Bailey Gate Station

Station opened - 1st November 1860. (As Sturminster Marshall)

Renamings -

Bailey Gate - November 1863

Station closed to goods - 5th April 1965.
Station closed to passengers - 7th March 1966.

Grid Ref: 195 SY 949995

Originally named Sturminster Marshall after the village it served just to the north of the station, the name was changed to Bailey Gate in November 1863 when the line was extended to Sturminster Newton, this was to avoid the obvious confusion between the two similar names, although the signs read "Bailey Gate for Sturminster Marshall".
The station had two platforms and numerous sidings, some of which served the local dairy situated just to the north of the station.
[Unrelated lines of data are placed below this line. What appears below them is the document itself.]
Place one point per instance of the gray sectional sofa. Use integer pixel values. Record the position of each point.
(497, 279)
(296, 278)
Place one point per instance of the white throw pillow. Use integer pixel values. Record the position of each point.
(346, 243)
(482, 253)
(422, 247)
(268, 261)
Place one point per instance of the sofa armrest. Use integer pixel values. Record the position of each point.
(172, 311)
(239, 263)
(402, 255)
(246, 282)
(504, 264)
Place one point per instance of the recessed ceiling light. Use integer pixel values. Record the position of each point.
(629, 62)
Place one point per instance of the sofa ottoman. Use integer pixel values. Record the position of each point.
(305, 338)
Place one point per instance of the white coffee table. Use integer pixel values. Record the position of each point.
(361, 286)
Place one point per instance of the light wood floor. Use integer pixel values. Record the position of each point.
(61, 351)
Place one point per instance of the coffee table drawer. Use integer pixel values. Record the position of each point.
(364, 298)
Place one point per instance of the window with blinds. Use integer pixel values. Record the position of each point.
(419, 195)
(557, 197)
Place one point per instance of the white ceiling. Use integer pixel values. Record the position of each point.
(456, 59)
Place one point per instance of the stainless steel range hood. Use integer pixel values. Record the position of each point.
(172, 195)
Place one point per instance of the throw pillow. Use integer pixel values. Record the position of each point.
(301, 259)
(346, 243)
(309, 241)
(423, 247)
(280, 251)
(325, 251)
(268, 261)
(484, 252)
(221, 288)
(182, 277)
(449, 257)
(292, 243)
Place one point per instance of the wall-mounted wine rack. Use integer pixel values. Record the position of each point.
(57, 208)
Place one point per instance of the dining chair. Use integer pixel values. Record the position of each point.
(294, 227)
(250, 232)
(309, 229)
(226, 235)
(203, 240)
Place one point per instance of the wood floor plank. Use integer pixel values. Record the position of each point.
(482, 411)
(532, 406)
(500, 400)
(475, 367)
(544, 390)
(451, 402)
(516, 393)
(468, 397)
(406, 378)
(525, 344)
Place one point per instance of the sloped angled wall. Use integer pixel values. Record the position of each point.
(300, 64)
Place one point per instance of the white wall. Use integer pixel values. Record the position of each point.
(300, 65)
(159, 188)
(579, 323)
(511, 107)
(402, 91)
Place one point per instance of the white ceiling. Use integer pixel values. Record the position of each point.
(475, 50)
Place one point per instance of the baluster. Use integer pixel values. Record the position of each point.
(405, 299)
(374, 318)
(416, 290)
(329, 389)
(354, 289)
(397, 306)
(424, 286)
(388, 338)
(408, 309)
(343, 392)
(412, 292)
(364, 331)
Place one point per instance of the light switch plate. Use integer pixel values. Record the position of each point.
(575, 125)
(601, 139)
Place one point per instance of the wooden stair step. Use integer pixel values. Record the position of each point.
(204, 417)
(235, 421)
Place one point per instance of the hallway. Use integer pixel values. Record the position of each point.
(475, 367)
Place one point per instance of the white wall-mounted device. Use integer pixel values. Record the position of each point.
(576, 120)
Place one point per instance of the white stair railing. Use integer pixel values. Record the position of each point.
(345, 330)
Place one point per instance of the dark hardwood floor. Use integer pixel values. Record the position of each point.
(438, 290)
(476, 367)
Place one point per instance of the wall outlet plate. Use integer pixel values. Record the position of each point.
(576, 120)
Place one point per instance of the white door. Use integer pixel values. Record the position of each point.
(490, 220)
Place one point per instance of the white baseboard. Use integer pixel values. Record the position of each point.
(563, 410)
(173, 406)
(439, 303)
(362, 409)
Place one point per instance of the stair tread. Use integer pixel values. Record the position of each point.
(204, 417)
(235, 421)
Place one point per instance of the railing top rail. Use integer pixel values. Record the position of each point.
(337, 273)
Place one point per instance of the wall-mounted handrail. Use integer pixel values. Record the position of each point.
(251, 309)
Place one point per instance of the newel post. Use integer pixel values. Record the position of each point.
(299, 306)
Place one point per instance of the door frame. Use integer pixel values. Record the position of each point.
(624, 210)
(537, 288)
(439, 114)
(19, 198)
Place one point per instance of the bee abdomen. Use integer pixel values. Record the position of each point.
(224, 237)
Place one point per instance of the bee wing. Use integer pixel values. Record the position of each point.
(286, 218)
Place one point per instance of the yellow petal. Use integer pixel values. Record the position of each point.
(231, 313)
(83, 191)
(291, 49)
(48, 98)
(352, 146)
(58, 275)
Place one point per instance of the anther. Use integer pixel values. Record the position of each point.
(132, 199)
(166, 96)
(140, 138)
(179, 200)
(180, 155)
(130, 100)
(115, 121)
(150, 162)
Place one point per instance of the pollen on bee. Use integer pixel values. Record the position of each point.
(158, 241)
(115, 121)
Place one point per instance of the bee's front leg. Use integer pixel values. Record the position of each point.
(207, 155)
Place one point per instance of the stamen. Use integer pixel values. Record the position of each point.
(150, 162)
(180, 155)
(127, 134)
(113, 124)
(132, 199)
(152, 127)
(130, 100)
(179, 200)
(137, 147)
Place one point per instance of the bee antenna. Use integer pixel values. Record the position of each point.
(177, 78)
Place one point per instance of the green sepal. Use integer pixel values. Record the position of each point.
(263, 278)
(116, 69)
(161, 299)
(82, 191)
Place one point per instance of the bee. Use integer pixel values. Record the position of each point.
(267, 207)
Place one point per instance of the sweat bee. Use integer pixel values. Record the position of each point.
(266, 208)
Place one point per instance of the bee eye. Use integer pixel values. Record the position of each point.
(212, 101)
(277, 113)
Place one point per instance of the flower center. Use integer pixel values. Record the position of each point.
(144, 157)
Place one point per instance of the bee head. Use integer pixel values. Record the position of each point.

The main station buildings were located on the down platform, with only a small wooden waiting shelter on the up. The two platforms were linked by a wooden foot crossing at the western end of the station.

The station and goods sidings were controlled from a 24 lever wooden signal box at the western end of the station.

0-6-0PT 4691

0-6-0PT No.4691 on a freight at Bailey Gate Station - Feb 1962.
Part of the milk depot can be seen in the background.


Until the signal box was built at Corfe Mullen Junction in 1905, Bailey Gate was the junction for Wimborne and Broadstone trains, with the Wimborne trains taking the Down line and Broadstone trains the Up line at the crossover at the eastern end of the platforms, running parallel until the tracks divided at Corfe Mullen Junction.

Plan of Bailey Gate Station


Bailey Gate Crossing

Grid Ref: 195 SY 969986

Bailey Gate Crossing signal box was situated approx 1.5 miles East of the station and controlled a busy crossing on the main A31 Dorchester to Wimborne road.

This crossing was originally controlled by a gate-keeper who lived in the adjacent house. in 1905 when the line to Blandford was doubled, the 14 lever brick and timber signal box was built.
The box was closed as a block post on the 5th of April 1923.
Up until August 1999 the remains of the rear wall of the box could be seen adjacent to the privately owned old keepers cottage, unfortunately this has now all been demolished, along with the one remaining set of crossing gates, a new bungalow has since been built on the land.
The only remaining gates in the area are on the eastern side of the old Knoll Lane crossing just up behind St Hubert's Church. The owner of the adjacent house keeps them in good order.

In 1915 two ‘Admiralty Sidings’ were built on the down side of the line. just to the East of the crossing, the old box being used to store the keys.

Being very close to the River Stour the area to the west of the crossing was liable to flooding, and sometimes this would wash the track ballast away.